I should be studying chem, for the quiz I have in an hour, or looking over my lab, or praying it doesn't rain becuase I have to clean the barn later. But what am I doing instead? I am... stressed. I need Maalox, and it's one of those moments, where I could probably drink a bottle of it, because this problem isn't going away with one sip. Funny, that's probably what he say... But it won't go away with a whole bottle, either...
You know, I have this thing about screwed up... things. I used to think it was just with animals- I mean, I walk into a barn or house, and for some reason, I can always pick out the most fucked up animal there, and given enough time and free will, make friends with it, and usualy retame it.
But, it's with people, too... But I'm not good at taming people. I tend to jsut sit there and stare, and think to myself, "I wish I could do somehting to make you feel better,but what?" Because unlike an animal, it doesn't take a little time and lots of kindness and patience. Peoeple take all that and sooooo much more.
Crystal and I had this discussion about Cheetah... And we decided the reason why I feel myself attracted to fucked up people, is because I'm really, really fucked up on some level. This isn't a joke, do I sound like I'm joking? I'm dead serious. What I mean is, There is some part of me that feels like everything I do isn't real, isn't the real me, isn't who I am. And if I ever let out that side of me, people would automatically shun and disparage(Is that the right word? It sounded good...) me. And so... I keep it tied back. But anyway... We decided that for some reason, these things migrate toward me because they can feel it- that fucked up spot- and they recognize it, but they can also feel that I learned how to deal with it... successfully. They're curious, on a deep-down level.

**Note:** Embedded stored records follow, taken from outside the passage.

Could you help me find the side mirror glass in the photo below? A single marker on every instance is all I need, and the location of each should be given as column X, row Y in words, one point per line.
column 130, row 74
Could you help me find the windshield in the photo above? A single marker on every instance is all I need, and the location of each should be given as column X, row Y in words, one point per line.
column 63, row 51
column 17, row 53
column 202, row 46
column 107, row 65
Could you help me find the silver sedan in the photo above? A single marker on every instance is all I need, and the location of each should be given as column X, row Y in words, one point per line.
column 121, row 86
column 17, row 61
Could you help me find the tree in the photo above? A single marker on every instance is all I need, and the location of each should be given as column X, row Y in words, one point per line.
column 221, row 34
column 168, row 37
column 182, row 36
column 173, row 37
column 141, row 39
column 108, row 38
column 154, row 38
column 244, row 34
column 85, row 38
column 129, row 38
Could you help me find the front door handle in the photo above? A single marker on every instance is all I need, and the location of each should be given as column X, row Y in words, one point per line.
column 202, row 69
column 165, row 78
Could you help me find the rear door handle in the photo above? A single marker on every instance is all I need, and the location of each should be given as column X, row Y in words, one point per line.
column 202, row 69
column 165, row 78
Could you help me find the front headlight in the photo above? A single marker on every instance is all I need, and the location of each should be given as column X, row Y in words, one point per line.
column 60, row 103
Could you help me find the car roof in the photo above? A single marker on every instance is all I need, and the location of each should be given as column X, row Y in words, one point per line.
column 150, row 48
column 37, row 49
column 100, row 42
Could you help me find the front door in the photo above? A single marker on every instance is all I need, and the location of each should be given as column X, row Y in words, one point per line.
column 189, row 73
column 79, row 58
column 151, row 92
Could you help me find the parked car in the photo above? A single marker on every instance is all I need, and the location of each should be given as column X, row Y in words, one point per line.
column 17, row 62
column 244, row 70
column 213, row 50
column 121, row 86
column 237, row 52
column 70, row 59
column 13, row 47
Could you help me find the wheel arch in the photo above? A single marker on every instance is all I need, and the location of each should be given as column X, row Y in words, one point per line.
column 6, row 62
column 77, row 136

So anyway... I hate watching people who I love, for whatever reason, be sofucked up. I know everyone's got a spot of screwyness, but I hate the -real- fucked up parts. And the fact that I jsut watched one of the people I would definitely call a friend, for no other reason than the fact that he makes me very happy, be so fucked up... it's weighing heavily on my heart. Because I want to help, and I can't.
And I htink I need to get my arse moving.. class in 15 minutes and I ahven't gottten dressed yet! AHHHHHH!!!